One of The New York Times' “11 New Books We Recommend This Week” | One of Oprah Daily's “20 of the Best Books to Pick Up This May” | One of The Oklahoman's“15 Books to Help You Learn About the Tulsa Race Massacre as the 100-Year Anniversary Approaches” |A The Week book of the week
As seen in documentaries on the History Channel, CNN, and Lebron James’s SpringHill Productions
And then they were gone. More than one thousand homes and businesses. Restaurants and movie theaters, churches and doctors’ offices, a hospital, a public library, a post office. Looted, burned, and bombed from the air.

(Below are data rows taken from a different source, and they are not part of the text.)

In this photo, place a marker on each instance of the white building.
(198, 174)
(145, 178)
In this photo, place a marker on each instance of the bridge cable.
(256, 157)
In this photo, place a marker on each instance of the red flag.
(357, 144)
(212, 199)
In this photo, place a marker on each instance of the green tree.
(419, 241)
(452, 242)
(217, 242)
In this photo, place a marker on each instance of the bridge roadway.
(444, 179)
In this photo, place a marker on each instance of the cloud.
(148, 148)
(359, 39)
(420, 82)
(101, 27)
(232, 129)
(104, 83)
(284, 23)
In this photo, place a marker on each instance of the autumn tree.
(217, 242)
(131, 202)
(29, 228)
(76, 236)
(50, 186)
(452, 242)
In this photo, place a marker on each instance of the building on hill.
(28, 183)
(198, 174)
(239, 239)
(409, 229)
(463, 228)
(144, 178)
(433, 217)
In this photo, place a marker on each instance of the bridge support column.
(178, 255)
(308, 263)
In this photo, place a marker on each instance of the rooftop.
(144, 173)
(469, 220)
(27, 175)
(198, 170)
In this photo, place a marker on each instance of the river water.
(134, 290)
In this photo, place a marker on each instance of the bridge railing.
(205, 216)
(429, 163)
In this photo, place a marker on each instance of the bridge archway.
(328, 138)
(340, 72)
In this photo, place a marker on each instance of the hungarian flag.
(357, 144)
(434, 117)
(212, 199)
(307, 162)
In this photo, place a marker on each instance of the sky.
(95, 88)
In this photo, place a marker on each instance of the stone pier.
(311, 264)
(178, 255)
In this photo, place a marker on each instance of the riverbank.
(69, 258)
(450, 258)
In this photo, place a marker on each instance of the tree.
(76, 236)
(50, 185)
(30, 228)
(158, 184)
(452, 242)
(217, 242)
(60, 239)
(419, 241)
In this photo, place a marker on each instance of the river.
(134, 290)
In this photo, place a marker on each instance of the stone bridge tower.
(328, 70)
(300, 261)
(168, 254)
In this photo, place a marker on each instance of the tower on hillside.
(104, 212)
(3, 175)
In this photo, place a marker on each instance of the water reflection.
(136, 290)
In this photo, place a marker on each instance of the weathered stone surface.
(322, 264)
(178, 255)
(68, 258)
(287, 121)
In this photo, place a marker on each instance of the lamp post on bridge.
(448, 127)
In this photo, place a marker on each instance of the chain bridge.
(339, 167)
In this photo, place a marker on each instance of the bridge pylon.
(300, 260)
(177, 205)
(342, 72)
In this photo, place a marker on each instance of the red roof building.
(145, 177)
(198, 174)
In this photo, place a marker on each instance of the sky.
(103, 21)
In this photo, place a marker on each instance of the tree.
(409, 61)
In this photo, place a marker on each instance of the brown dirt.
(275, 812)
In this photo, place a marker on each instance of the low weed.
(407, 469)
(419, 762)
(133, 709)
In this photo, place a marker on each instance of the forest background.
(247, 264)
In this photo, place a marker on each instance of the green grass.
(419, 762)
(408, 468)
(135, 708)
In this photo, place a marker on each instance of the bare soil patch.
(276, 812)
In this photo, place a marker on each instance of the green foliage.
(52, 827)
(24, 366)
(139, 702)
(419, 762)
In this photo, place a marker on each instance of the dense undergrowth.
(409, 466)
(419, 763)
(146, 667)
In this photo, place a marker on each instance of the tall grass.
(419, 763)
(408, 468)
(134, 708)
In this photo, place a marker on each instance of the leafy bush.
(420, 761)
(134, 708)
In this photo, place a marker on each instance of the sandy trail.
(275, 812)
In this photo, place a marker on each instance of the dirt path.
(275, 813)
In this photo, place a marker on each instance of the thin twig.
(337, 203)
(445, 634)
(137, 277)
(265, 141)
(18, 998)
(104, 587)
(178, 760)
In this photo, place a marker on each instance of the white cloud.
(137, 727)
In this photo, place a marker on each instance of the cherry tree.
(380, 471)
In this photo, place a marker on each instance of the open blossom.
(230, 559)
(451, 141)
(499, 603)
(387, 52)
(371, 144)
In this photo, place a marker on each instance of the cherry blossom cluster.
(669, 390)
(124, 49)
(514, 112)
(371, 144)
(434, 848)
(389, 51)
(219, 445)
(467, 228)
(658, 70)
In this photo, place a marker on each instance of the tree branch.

Over the course of less than twenty-four hours in the spring of 1921, Tulsa’s infamous “Black Wall Street” was wiped off the map—and erased from the history books. Official records were disappeared, researchers were threatened, and the worst single incident of racial violence in American history was kept hidden for more than fifty years. But there were some secrets that would not die.
A riveting and essential new book, The Ground Breaking not only tells the long-suppressed story of the notorious Tulsa race massacre. It also unearths the lost history of how the massacre was covered up, and of the courageous individuals who fought to keep the story alive. Most important, it recounts the ongoing archaeological saga and the search for the unmarked graves of the victims of the massacre, and of the fight to win restitution for the survivors and their families.
Both a forgotten chronicle from the nation’s past and a story ripped from today’s headlines, The Ground Breaking is a page-turning reflection on how we, as Americans, must wrestle with the parts of our history that have been buried for far too long.
About the Author
Scott Ellsworth is the New York Times bestselling author of The Secret Game, winner of the 2016 PEN/ESPN Award for Literary Sports Writing. He has written about American history for The New York Times, TheWashington Post, and the Los Angeles Times. Formerly a historian at the Smithsonian Institution, he is also the author of The World Beneath Their Feet and Death in a Promised Land, his groundbreaking account of the 1921 Tulsa race massacre. Scott lives in Ann Arbor, where he teaches in the Department of Afroamerican and African Studies at the University of Michigan.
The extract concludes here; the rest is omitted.